I've been having such a blast at my new job that I've been neglecting my blog...
I absolutely love it. It's (minimum) 8 hours of nonstop production of high-end pastries and/or confection. It's what I went to school for. It's what I switched my career for. It's (so far) everything that I've wanted.
I'm getting trained to make pastries for a small pastry shop, named La Bonne Vie ("The good life" in French) located inside the hotel. Every morning shift starts with restocking the store.
Here they are....
Left: Strawberry Mousse Bombes.
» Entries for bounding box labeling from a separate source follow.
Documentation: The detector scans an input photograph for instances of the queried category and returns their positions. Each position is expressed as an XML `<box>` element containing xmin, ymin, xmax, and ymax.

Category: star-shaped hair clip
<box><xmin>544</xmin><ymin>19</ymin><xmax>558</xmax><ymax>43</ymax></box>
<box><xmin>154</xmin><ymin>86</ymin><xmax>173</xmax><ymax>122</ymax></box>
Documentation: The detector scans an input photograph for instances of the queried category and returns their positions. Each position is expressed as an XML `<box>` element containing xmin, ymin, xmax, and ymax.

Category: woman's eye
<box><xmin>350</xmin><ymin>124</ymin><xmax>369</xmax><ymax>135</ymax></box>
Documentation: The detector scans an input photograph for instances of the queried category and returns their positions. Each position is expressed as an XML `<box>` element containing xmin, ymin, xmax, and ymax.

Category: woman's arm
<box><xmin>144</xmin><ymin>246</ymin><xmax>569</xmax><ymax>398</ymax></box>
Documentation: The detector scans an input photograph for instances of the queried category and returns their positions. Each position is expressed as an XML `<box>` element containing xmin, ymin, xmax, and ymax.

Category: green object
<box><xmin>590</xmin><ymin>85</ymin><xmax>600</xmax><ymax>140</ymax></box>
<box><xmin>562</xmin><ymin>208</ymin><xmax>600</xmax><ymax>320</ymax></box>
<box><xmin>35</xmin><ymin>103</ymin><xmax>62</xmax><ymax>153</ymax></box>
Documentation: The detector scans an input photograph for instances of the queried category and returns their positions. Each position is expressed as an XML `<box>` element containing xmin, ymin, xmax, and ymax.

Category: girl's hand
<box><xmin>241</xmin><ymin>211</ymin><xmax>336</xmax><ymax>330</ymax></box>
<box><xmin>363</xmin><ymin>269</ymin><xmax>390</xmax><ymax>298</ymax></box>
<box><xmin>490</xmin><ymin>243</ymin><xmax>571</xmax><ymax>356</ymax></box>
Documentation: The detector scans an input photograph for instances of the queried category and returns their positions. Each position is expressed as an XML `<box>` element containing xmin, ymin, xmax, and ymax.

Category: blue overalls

Strawberry mousse, chocolate mousse, sitting on a disc of almond sucre.Right: Nutella Tart. Almond sucre tart shell filled with ganache, topped with creamy nutella mousse, garnished with a hazelnut.
Lemon Chiffon. Layers of luscious lemon cream on vanilla chiffon, topped with Italian meringue.
This is our most popular pastry.
Fruit Tart. Almond sucre baked with frangipane filling, topped with chocolate pastry cream and a half-moon of vanilla bavarian cream and assorted berries. This one doesn't seem to sell well...
Eclairs. Yep, these are eclairs. Definitely much more refined and sophisticated than the (although delicious) giant behemoth of an eclair that I used to make at Pierre's.
Napoleons. Layers of puff pastry and vanilla bavarian, topped with chocolate mousse and chocolate plaque. Garnished with a bit of goldleaf. So pretty!
I'm definitely honing my skills here. My ultimate, personal goal is to become better and better...until I become the BEST. Well, I seriously doubt I'll ever reach Pierre Herme or Jacques Genin status...
But my reason for wanting to become the best at what I do...is so that whoever eats my pastry will be happy. Every chefs/cooks live for that moment, when someone eats the food that they just prepared, and instantly "melts" in their chair with a look of euphoria on their face. It's for that moment that a chef will toil in the sweltering kitchen for 10 hours--sometimes more. Because knowing that s/he just made someone happy with what they just cooked makes all the hard work worth it. I feel the same way. That's why I want to continue to improve my skills, so I can be certain that whatever I produce are guaranteed to taste good--and thus make people happy.